Israeli strike indicates Syria, Hezbollah may have crossed its 'red line'

Israeli jets reportedly struck an arms convoy carrying anti-aircraft missiles from Syria to the Lebanese militant group Hezbollah, which is building up its arsenal for a possible war with Israel.

Ammar Awad/Reuters/File
An Israeli Air Force F-16 fighter plane flies above a traffic sign after taking off for a mission in Lebanon from an Israeli Air Force Base in northern Israel in 2006. Israeli jets reportedly struck an arms convoy along the Lebanon-Syria border carrying advanced anti-aircraft missiles to the Lebanese Shiite militant group Hezbollah.

Israeli jets reportedly carried out an unprecedented airstrike along the Lebanon-Syria border today against an arms convoy carrying advanced anti-aircraft missiles to the Lebanese Shiite militant group Hezbollah.

If the alleged arms shipment is confirmed, it would be a significant development that crosses Israel's repeated "red line" regarding the transfer of advanced air defense systems to Hezbollah.

The convoy was carrying SA-17 "Grizzly" mobile medium-range anti-aircraft missiles, according to the Associated Press, which quoted Israeli and US officials. The location of the attack remained unclear, although reports said it occurred on Syrian territory close to the border with Lebanon.

Since 2006, when Hezbollah and Israel fought a month-long war, the Lebanese group has steadily expanded its arsenal, both in size and capabilities, in preparation for a possible conflict with the Jewish state.

The Lebanese Army acknowledged in a statement that three waves of Israeli aircraft violated Lebanese airspace between 4:30 p.m. yesterday and 7:55 a.m. today. Israeli jets and reconnaissance drones stage flyovers above Lebanon on a near daily basis – the white contrails made by the passing aircraft are a common sight on clear days – but a Western diplomat said that there had been a “substantially unusual and very high level of air activity in the past two days."

Lebanese security sources denied all knowledge of an airstrike along the border and there were no reports in Lebanese media this morning of any such incident.

Israeli Prime Minister Benjamin Netanyahu last week gathered Israel's top security chiefs to discuss the threat posed by the war in Syria, in particular the possibility of Syria’s chemical weapons arsenal falling into the hands of radical groups.

Syria is believed to have one of the largest chemical weapons stockpiles in the world, including VX and Sarin nerve gas and blister agents which can be loaded into rocket warheads.

“We have been monitoring for a long time the possibility that chemical weapons will fall into the hands of extremist rebels, or worse, into the hands of Hezbollah,” Silvan Shalom, Israel’s deputy premier said on Jan. 27. Shalom added that if Hezbollah was to acquire chemical weapons, it would be “a crossing of all red lines that would require a different approach, including even preventative operations… The concept, in principle, is that this [transfer] must not happen.”
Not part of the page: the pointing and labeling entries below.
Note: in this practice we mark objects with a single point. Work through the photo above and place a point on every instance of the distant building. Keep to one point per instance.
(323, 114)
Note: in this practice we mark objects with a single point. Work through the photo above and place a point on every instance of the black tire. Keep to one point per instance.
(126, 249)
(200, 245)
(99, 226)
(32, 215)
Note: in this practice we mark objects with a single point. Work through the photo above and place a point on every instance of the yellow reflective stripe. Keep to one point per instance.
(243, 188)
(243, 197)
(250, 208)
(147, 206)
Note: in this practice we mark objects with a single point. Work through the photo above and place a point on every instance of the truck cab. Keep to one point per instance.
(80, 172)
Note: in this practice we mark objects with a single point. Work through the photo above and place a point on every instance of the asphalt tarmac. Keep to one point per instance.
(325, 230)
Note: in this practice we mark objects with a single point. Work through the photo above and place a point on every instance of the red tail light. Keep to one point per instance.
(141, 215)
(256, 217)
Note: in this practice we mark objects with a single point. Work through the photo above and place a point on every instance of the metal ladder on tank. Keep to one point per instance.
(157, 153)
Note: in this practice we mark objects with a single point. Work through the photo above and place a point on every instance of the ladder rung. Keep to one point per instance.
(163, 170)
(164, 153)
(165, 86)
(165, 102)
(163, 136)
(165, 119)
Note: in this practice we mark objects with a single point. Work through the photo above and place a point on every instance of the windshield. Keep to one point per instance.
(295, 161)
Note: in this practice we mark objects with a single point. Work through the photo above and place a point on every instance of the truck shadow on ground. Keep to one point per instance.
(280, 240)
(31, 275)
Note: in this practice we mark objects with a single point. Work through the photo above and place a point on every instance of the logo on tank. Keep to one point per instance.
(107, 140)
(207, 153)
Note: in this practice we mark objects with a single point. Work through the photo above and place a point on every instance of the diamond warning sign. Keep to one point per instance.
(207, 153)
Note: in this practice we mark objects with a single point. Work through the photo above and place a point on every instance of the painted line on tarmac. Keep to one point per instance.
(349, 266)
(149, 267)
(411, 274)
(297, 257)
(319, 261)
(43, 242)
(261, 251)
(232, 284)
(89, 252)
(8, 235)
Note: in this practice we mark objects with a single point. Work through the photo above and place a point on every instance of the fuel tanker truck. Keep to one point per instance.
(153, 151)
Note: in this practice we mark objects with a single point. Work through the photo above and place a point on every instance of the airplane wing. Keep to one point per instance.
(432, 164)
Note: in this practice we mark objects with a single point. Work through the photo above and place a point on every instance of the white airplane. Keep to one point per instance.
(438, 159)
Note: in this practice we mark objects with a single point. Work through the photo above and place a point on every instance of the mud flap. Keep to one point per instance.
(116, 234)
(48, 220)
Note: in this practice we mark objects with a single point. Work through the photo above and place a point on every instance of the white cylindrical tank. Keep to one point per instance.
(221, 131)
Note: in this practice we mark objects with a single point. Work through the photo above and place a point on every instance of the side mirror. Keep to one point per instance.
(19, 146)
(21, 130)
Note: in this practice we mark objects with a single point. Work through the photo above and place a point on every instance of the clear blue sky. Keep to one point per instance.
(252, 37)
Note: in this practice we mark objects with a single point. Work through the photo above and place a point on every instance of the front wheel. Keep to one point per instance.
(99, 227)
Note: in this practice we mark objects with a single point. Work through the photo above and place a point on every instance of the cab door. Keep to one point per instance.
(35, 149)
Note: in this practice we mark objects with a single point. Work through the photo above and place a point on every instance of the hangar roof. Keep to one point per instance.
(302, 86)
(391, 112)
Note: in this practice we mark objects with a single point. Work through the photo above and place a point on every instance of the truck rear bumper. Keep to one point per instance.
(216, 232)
Over the weekend, Israel deployed two batteries of the Iron Dome anti-missile system near Haifa, close to the border with Lebanon, another indication of Israeli concern at the possibility of Hezbollah acquiring advanced missiles.

If Israeli aircraft did intercept a Hezbollah arms convoy last night, there are a limited number of places along the border where the attack could have occurred. Hezbollah controls a lengthy stretch of the rugged barren mountains that mark the eastern border and a small length of the northern border, both of which are believed to have been used in the past to bring in weapons. Hezbollah traditionally remains tight-lipped on how weapons transfers are made, although it does not deny possessing a formidable arsenal.

“We do not fight our enemies with swords made of wood,” quipped Hezbollah chief Sheikh Hassan Nasrallah in 2007 when admitting in a speech that “all kinds and quantities” of weapons were being acquired by his party.

The Israeli government considers Hezbollah’s acquisition of chemical weapons and advanced anti-aircraft missiles a “red line” that would justify an airstrike. But targeting a Hezbollah arms convoy would be an unprecedented act by Israel and would risk raising tensions along the Lebanon-Israel border, which has remained calm since the month-long war between the two foes in 2006.

Last year, Syria confirmed that it had received a number of SA-17 batteries from Russia as part of a deal signed several years ago. Two batteries were reportedly operational last April along the Lebanon-Syria border. The SA-17 has a range of 30 miles and can hit multiple targets at 40,000 feet, putting all manner of Israeli aircraft, from reconnaissance drones to jets, at risk in Lebanese or adjacent airspace.

Little is known of Hezbollah's anti-aircraft capabilities. The only air defense missiles employed by the group in the past were relatively antiquated SA-7 shoulder-fired systems, which pose little threat to Israeli military aircraft. It is believed that Hezbollah possesses the SA-18 grouse, a more advanced version of the SA-7. In 2010, it was reported that Hezbollah militants were being trained in Syria on the SA-8 Gecko mobile short-range system, although none at the time were thought to have been transferred to Lebanon.